How FSE works - EBI-Metabolights/SAFERnmr GitHub Wiki

Features in 1D NMR

Here are some 'levels' at which this could be done:

  • full-resolution spectrum, element-by-element
    • very detailed
    • zero information loss
    • too specific to be practical
    • alignment issue
  • picked peak (resonance) maxima
    • easily computed features
    • very low data size
    • efficient matching algorithms (Hungarian linear assignment) and scoring (Jaccard)
    • not very specific (features only distinguished by chemical shift axis position)
    • alignment issue
  • Bins/buckets
    • generally pretty good, but still have alignment issues
    • how many resonances to include?
    • what if different peaks appear in different spectra, but in the same place?
  • ML-generated classification and/or feature extraction
    • needs training data
    • can be difficult to interpret
  • fitted peak shapes
    • difficult optimization problem
    • laborious reference database construction

What we want

Ideally, we want features which are specific enough to form the basis for flexible and robust matching. Simple features aren't terribly useful, as they only carry chemical shift information and that isn't super reliable. Compound features are more specific and are in fact rooted in structural information, but they require knowledge of feature shapes and we don't have this information.
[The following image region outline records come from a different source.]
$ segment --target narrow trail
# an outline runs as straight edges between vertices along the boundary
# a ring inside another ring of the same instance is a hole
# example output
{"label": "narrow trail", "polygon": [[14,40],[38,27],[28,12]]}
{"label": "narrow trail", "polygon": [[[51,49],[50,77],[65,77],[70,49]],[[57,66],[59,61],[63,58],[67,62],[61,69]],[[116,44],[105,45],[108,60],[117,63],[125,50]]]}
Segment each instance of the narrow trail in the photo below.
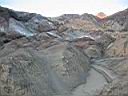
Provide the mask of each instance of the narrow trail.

Some observations and reflections about how humans identify features

  • if a shape consistently appears across samples, it's a pretty good bet that the constituent points belong together in a feature.
  • it doesn't need to be in all the samples, but we should see it at least a few times
  • Parts of a peak may give enough information - it doesn't necessarily need to be pretty and we'll take what we can get.
  • Other peaks might disrupt a feature. That's okay - we can keep track of those gaps.
  • It's generally very difficult to be sure that a simple feature (singlet) is the same one across spectra

Some solutions

  • STOCSY gives us a continuous likelihood that spectral points belong together. We might just peak-pick a STOCSY's covariance profile, but this is disrupted by misalignments, overlap, etc.
  • STORM can refine a STOCSY by selecting the spectra which have the signature of interest. However, it attempts to optimize for a whole signature, and often requires prior knowledge of a signature to work well.
  • While correlation thresholding in STOCSY-based approaches can be highly subjective, there are a few things to keep in mind:
    1. identifying a threshold which works for all peaks is often difficult, but locally this can be easier.
    2. sometimes these approaches are frustrating because the entire shape of a peak is not captured. This is less of an issue when shape-based matching is considered. Being open to partial signatures gives flexibility to thresholding.
    3. there is always at least one correlation peak for every spectral point, with maximum of 1 (by definition). The boundaries of the correlation peak usually correspond to the average boundaries of a resonance.
    4. when a real peak is present and contains > 1 resonances, it is highly likely that the second highest correlation peak in the local STOCSY will correspond to that

When looking at a STOCSY locally (in a region wide enough to capture a few intra-peak resonances), if we can find the two highest correlation peaks, we can get a pretty good guess at where two resonances in the same peak would be. The corresponding covariance at those points describes a hypothesized partial feature shape, or 'protofeature'. Using this protofeature as a more specific starting place than a peak maximum or single resonance, STORM (with some added restrictions) can optimize the shape of these two resonances as if they were a feature. Additionally, it will also incorporate any other resonances which belong to the peak in question. This is very computationally light, because only a very small region is involved. Thus, it is easy to apply indiscriminately to every spectral point in a matter of minutes, documenting the dominant feature shape (if one exists) and subset of spectra containing it at each spectral point.

What results is a collection of hundreds or thousands of putative features which we term Spectral Association Tags (SATs) because of their likeness to Expressed Sequence Tags (ESTs) and RNA-seq reads in genomics.